Sergei Prikhodko

Personal information
- Full name: Sergei Aleksandrovich Prikhodko
- Date of birth: 7 March 1962 (age 63)
- Place of birth: Karaganda, Kazakh SSR
- Height: 1.87 m (6 ft 1+1⁄2 in)
- Position(s): Goalkeeper

Youth career
- Shakhter Karagandy

Senior career*
- Years: Team / Apps / (Gls)
- 1980–1981: Spartak Kostroma / 23 / (0)
- 1982–1983: Iskra Smolensk / 21 / (0)
- 1983–1988: Zenit Leningrad / 13 / (0)
- 1988: Metallurg Lipetsk / 5 / (0)
- 1988–1990: Rotor Volgograd / 14 / (0)
- 1990–1991: CSKA Moscow / 0 / (0)
- 1992–1995: Gabčíkovo
- 1995–1999: Zenit St. Petersburg / 24 / (0)

Managerial career
- 1999–2002: Zenit St. Petersburg (assistant)
- 2003: Petrotrest St. Petersburg (GK coach)
- 2006–2008: Metalurh Zaporizhya (GK coach)
- 2010–2011: Dinamo Minsk (GK coach)
- 2012: Narva Trans
- 2013–2014: Dinamo Minsk (GK coach)

= Sergei Prikhodko (footballer, born 1962) =

Russian footballer

Sergei Aleksandrovich Prikhodko (Серге́й Александрович Приходько; born 7 March 1962) is a Russian professional football coach and a former player.

==Club career==
He made his professional debut in the Soviet Second League in 1980 for Spartak Kostroma.

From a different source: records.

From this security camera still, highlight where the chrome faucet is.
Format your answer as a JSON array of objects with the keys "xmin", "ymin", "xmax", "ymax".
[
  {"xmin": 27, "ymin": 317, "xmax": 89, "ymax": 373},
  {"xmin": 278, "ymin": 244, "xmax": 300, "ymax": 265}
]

He played for CSKA Moscow in the USSR Federation Cup.

==Personal life==
His son Sergei Sergeyevich Prikhodko is also a professional footballer.

==Honours==
- USSR Federation Cup finalist: 1986.
- He was on the rosters when FC Zenit Leningrad and PFC CSKA Moscow won the Soviet Top League in 1984 and 1991 respectively, but did not play in a single league game in either of those seasons.